I didn't watch the debate, having spent much of the evening working and then turning in early.  It was a long day.  But I quickly caught up this morning with a quick scan of the news and a read of this column from one of my favorite writers.  Here is the NY Times' Frank Bruni take on last night's debate.  http://www.nytimes.com/2015/10/29/o...-region&WT.nav=opinion-c-col-left-region&_r=0


----------



## Bobw235 (Oct 29, 2015)

QuickSilver said:


> That was a pathetic group of ....  I dunno what to call them....  After cutting to the chase.. here's what I got..  Government is bad... It can do nothing right... People should be in total charge of everything.. (we all know how that would work)  Everything needs to be cut... EXCEPT the Military that is.... that needs MORE money..    Everyone is on their own.. if you don't have a few Million tucked away for your "golden years"... tough shit..  You lose.  just die..   If you have a health issue.. it's more than likely YOUR fault anyway... tough shit... just die.  What a lovely compassionate group.. Huh?



It makes we scratch my head in wonder that a sizeable portion of our population seem to feel that at least one of these candidates could lead this country.  It boggles the mind.


----------



## QuickSilver (Oct 29, 2015)

Bobw235 said:


> It makes we scratch my head in wonder that a sizeable portion of our population seem to feel that at least one of these candidates could lead this country.  It boggles the mind.



It does... However you must remember that those that do generally are voting based on the social issues.. Gays..guns  and GOD.(read..abortion)  .   They have blinders on to anything else..


----------



## Bobw235 (Oct 29, 2015)

We seem to have a thoughtful group of participants in this forum, and while there are disagreements over politics, I get the sense that folks here yearn for something/someone better to lead this country.


----------



## Ameriscot (Oct 29, 2015)

We've watched bits and pieces of the debate on CNN Int'l.  But couldn't stand any more.  Now watching Rachel Maddow on MSNBC. Glad hubby is a geek and found out how to tell our tv we're in the US!


----------



## Ameriscot (Oct 29, 2015)

QuickSilver said:


> It does... However you must remember that those that do generally are voting based on the social issues.. Gays..guns  and GOD.(read..abortion)  .   They have blinders on to anything else..



And I met many of these people while living in the bible belt.  Can you say s.h.e.e.p.


----------



## QuickSilver (Oct 29, 2015)

Ameriscot said:


> We've watched bits and pieces of the debate on CNN Int'l.  But couldn't stand any more.  Now watching Rachel Maddow on MSNBC. Glad hubby is a geek and found out how to tell our tv we're in the US!



Rachael is fantastic...  I try to never miss her show.. she is on at 8Pm here.
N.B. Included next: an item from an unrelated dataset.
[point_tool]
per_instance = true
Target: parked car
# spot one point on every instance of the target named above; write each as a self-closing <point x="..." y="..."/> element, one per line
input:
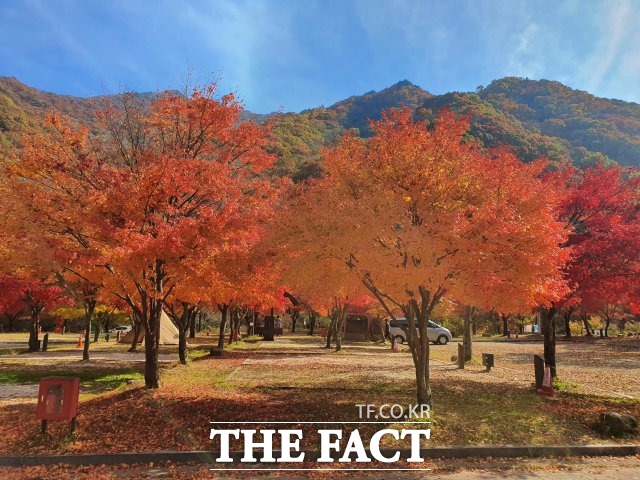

She will make some sense out of that fiasco last night.


----------



## Ameriscot (Oct 29, 2015)

QuickSilver said:


> Rachael is fantastic...  I try to never miss her show.. she is on at 8Pm here. She will make some sense out of that fiasco last night.



She always makes sense!  We're watching her through Roku/Netflix as hubby has set it to US.


----------



## QuickSilver (Oct 29, 2015)

Ameriscot said:


> And I met many of these people while living in the bible belt.  Can you say s.h.e.e.p.





Ahhhhhh   but the LORDS sheep......   It's very hard to argue with someone who thumps the Bible and claims to have God on his side...


----------



## Ameriscot (Oct 29, 2015)

QuickSilver said:


> Ahhhhhh   but the LORDS sheep......   It's very hard to argue with someone who thumps the Bible and claims to have God on his side...



Aye, that's why most of the time I bit my tongue.


----------



## Bobw235 (Oct 29, 2015)

A priceless column from Gail Collins, who always seems to hit the nail on the head, but with a sense of humor.  Good reading here:  http://www.nytimes.com/2015/10/29/o...-left-region&WT.nav=opinion-c-col-left-region

A snippet:
One of the theories on why Carson can’t win — besides the fact that he’s utterly loopy — is that even a lot of Republican voters will be unnerved by his plans to undermine Social Security and Medicare. But his ideas aren’t actually all that different from those of most of the other candidates, who want to raise retirement rates or cut out everybody under, say, 45. “It’s not too much to ask of our generation after everything our parents and our grandparents did for us,” said Rubio.


----------



## QuickSilver (Oct 29, 2015)

yes..  every single one wants to cut SS benefits.. raise the eligibility age and voucherize Medicare...... rather than the very simple fix of raising the cap on FICA deductions to $250,000 or $500,000


----------



## BobF (Oct 29, 2015)

I thought the funniest part was when one of the participants took on the questioners and asked them to stop asking stupid questions and calling the candidates name.    He named some of the comments and they were not respectable at all.   He challenged the questioners to start asking question that were meaningful to the nation.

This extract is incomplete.